Menni verso l’Ariston: “voglio trasmettere il mio progetto alla commissione Rai”

Un vicentino verso il palco dell’Ariston! Luca Menini, in arte Menni, cantante di Gambellara, il 21 e 22 novembre parteciperà alla finale di Area Sanremo 2020, per poter diventare uno dei partecipanti al prossimo Sanremo Young.

Come nasce la tua partecipazione ad Area Sanremo?

“Il percorso per arrivare fin qui è stato lungo. Scrivo canzoni da diverso tempo ma, solo adesso, dopo aver incontrato e lavorato con persone che mi hanno aiutato molto nella mia crescita artistica, una su tutte Fabio Cardullo, ho maturato l’idea che iscrivermi ad un concorso come questo potesse essere stimolante e interessante.

Come funziona il contest, e quali sono i tuoi propositi?

Il concorso dà la possibilità a due artisti di far parte del cast di Sanremo Giovani ed esibirsi sul palco dell’Ariston. Naturalmente ci sono delle fasi da superare. Io per il momento ho superato la prima, quella che da più di 450 iscritti ne ha selezionati 60. Ora ci sarà una nuova selezione, il 20 e 21 di novembre, sempre a Sanremo, dove ne verranno scelti 8 e successivamente la commissione della Rai, sceglierà i due che potranno accedere a Sanremo Giovani. Quando ci si iscrive ad un concorso si ha la volontà di arrivare in fondo.
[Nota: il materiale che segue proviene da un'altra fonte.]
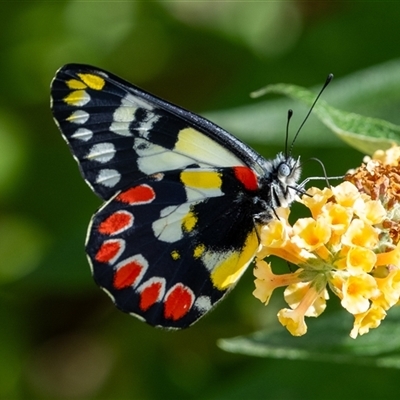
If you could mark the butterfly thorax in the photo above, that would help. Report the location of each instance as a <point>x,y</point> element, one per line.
<point>277,187</point>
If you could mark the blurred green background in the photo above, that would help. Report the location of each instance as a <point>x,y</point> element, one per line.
<point>60,336</point>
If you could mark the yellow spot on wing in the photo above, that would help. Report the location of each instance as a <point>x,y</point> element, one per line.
<point>75,84</point>
<point>175,255</point>
<point>198,250</point>
<point>227,272</point>
<point>201,179</point>
<point>189,221</point>
<point>95,82</point>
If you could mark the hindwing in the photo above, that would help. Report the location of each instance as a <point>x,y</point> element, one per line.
<point>167,251</point>
<point>177,230</point>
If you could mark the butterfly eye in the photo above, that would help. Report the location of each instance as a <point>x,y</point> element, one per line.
<point>283,170</point>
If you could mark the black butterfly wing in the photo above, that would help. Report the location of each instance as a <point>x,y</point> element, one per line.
<point>166,251</point>
<point>119,133</point>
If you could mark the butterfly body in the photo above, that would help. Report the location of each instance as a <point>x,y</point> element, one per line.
<point>184,198</point>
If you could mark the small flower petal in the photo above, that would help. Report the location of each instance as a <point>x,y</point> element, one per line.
<point>293,321</point>
<point>370,319</point>
<point>359,260</point>
<point>310,233</point>
<point>267,281</point>
<point>357,292</point>
<point>361,234</point>
<point>346,194</point>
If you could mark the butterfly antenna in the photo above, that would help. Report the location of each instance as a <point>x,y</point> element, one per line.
<point>328,80</point>
<point>290,114</point>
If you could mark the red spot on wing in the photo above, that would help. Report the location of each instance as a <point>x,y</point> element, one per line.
<point>127,275</point>
<point>109,251</point>
<point>141,194</point>
<point>178,302</point>
<point>247,177</point>
<point>116,223</point>
<point>151,293</point>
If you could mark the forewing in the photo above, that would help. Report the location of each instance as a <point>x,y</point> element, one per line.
<point>167,250</point>
<point>119,133</point>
Sono molto contento del risultato raggiunto ed ora voglio concentrarmi per riuscire a trasmettere e a comunicare la mia visione, il mio progetto, alla commissione che avrò davanti.

Hai altri progetti musicali per il futuro?

Faccio parte anche di un duo musicale assieme a Fabio Cardullo: I Giorni Pari. Siamo arrivati in finale al Festival Show ma purtroppo a causa del Covid, non abbiamo potuto esibirci nelle spiagge di Veneto e Friuli questa estate, speriamo si possa recuperare al più presto. Con il mio progetto solista, per il momento, ho in mente di continuare a comporre e produrre canzoni e di stare attento alle opportunità che possono nascere dal continuo essere in movimento.

Questo è un momento decisamente difficile per gli artisti. Come lo stai vivendo?

È un momento difficile per gli esseri umani e quindi anche per gli artisti. Sicuramente l’aggregazione che danno i concerti, la possibilità di scambiare emozioni e opinioni manca a tutti, artisti e pubblico. Personalmente mi sento fortunato ad avere la possibilità di esprimermi e di essere ascoltato attraverso questo concorso anche in un momento così.